Tension entre le Pakistan et l’Inde : les appels à la paix des chrétiens et d’une partie de la presse sont assourdis par les incitations à entreprendre une guerre limitée

Publié le 18/03/2010




La tension militaire entre l’Inde et le Pakistan n’a cessé de monter depuis le 14 mai, date à laquelle un attentat suicide à Jammu, dans le Cachemire indien, a fait 35 morts, attentat attribué par les autorités indiennes à des militants infiltrés en Inde à partir du Pakistan. Malgré cela, à plusieurs reprises, les dirigeants chrétiens de l’Inde ont essayé de peser sur les événements en faveur de la paix. Dès le 20 mai dernier, le porte-parole de la Conférence épiscopale, le P. Dominic Emmanuel, faisait connaître la désapprobation des chrétiens pour toute solution militaire au conflit actuel : “La guerre n’est jamais une solution, a-t-il répété. Elle n’ajoutera que d’autres misères aux épreuves déjà endurées par les deux peuples de l’Inde et du Pakistan.” Il a également fait remarquer que, si l’Eglise condamne les attaques terroristes, elle exige que soit mis en œuvre un mécanisme efficace susceptible de mettre un terme au cycle apparemment interminable de la violence.
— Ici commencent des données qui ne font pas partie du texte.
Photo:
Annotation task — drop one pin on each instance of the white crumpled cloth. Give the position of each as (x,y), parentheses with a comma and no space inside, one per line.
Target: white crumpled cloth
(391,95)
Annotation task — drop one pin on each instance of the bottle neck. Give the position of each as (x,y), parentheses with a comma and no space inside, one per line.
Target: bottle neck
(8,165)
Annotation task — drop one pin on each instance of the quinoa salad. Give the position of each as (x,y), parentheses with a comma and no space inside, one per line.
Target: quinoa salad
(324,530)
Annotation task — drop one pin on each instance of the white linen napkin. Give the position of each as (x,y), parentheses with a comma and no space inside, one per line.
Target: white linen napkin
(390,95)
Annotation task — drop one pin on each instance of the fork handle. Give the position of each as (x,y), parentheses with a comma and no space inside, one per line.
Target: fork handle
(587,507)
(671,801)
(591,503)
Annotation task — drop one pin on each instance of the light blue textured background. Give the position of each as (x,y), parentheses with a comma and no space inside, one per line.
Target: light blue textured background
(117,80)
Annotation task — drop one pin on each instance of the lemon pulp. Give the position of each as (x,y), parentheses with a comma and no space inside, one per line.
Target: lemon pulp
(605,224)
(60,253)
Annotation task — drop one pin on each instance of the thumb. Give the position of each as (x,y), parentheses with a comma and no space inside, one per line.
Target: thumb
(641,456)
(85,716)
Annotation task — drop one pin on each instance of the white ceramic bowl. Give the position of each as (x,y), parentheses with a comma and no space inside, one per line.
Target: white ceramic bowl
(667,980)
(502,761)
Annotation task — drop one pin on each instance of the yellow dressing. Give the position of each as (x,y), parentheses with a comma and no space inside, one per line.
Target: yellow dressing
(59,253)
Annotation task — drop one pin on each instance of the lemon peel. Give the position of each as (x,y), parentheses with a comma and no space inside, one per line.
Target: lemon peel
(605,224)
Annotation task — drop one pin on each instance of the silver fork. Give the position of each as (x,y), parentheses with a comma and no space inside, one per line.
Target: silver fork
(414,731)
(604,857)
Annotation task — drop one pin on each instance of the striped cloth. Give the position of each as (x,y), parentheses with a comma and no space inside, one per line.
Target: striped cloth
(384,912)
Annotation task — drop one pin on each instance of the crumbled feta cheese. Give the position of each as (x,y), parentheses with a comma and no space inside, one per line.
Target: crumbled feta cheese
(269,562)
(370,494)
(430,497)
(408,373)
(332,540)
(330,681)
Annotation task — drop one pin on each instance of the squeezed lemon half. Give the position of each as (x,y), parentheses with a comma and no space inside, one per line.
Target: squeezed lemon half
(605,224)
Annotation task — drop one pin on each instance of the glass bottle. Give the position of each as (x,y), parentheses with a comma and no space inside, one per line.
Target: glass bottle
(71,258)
Plus tard, le 25 mai, dans un communiqué de presse, les évêques de l’Inde ont renouvelé leur appel à la paix. Ils ont demandé aux deux pays en conflit de s’écarter à tout prix du conflit armé et de trouver une solution pacifique à leur dispute à propos de Jammu-Cachemire. Ils ont également condamné les attaques terroristes menées sur le territoire indien et demandé au Pakistan de faire son possible pour arrêter l’infiltration de terroristes dans la région du Cachemire indien, ce qui est le principal grief de l’Inde contre le Pakistan. Tout en soutenant les efforts du gouvernement indien, ils se sont déclarés convaincus que seul le chemin du dialogue et de la solidarité internationale serait efficace contre la violence aveugle. Le 20 mai précédent, le porte-parole de l’Eglise de l’Inde du Nord (protestante) exprimait le désir de son Eglise, à savoir que les deux pays presque belligérants entament sans tarder un dialogue de paix avec la participation de tous les secteurs de la société, en particulier des représentants des milieux religieux.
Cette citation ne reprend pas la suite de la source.